Face à la crise écologique, la pensée contemporaine est confrontée à un vrai dilemme. D’un côté, elle voit bien que sous le nom de nature, les hommes dans la culture occidentale se sont forgé des représentations qui parlent souvent plus de ce qui les préoccupe que de l’univers dans lequel ils sont objectivement placés. Faut-il dès lors déconstruire cette notion de nature et l’abandonner comme le suggèrent certains auteurs ? Mais, d’un autre côté, comment lutter efficacement pour la préservation de la nature si on renonce à donner quelque crédit à cette expression ? Il faut espérer alors qu’au-delà de l’opposition entre la nature naïvement idéalisée des anciens et l’image que s’en font les modernes qui estiment que la nature est vouée jusqu’à l’épuisement à l’exploitation et à l’extraction de ses ressources, une autre représentation plus réaliste surgisse. Une représentation qui permettrait d’envisager un rapport plus équilibré entre les hommes et leur planète et qui détournerait  l’humanité de ses fantasmes de domination pour la replacer dans l’ensemble des vivants.

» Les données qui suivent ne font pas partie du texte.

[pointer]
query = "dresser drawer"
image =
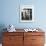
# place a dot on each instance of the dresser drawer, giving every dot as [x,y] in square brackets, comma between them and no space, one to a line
[13,33]
[37,39]
[33,33]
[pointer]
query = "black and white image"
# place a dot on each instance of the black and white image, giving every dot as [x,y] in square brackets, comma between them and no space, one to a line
[26,14]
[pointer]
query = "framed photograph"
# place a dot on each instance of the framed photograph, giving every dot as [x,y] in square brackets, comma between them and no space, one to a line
[26,13]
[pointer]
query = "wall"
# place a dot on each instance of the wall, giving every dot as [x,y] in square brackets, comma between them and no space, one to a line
[9,13]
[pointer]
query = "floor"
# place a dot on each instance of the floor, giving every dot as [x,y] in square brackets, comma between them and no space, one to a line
[1,45]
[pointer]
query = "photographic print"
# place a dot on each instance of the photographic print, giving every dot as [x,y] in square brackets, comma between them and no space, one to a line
[26,13]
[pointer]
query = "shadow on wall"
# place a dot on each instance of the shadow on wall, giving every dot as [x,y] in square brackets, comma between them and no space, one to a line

  1. Des raisons de renoncer à cette notion de nature

1) Une nature vulnérable ?

En projetant sur la nature, lors de la naissance de la science moderne, notre désir de toute puissance, nous avons déréglé toutes nos relations au monde. Certaines erreurs de jugement finissent, en effet, parfois par produire dans le réel des dysfonctionnements majeurs – surtout lorsqu’elles concernent les conditions de la vie sur terre. C’est pourquoi chez quelques penseurs de l’écologie, une représentation de la nature affaiblie et vulnérable que les hommes doivent soigner et protéger est apparue. Tout se passe comme si la mère nature protectrice des anciens s’était, sous les coups de boutoir de la modernité qui l’a fait tomber brutalement de son piédestal, transformée en une vieille femme fragile qu’il faut aider à avancer dans l’existence. Les visions les plus catastrophistes donnent même le sentiment inquiétant d’être au chevet d’une nature agonisante. Inversement, l’homme, aveuglé qu’il est par ses fantasmes d’espèce dominante, semble se transformer en prédateur impitoyable. Et même, d’une certaine façon, en parasite peu conscient visiblement d’épuiser la terre dont il se nourrit.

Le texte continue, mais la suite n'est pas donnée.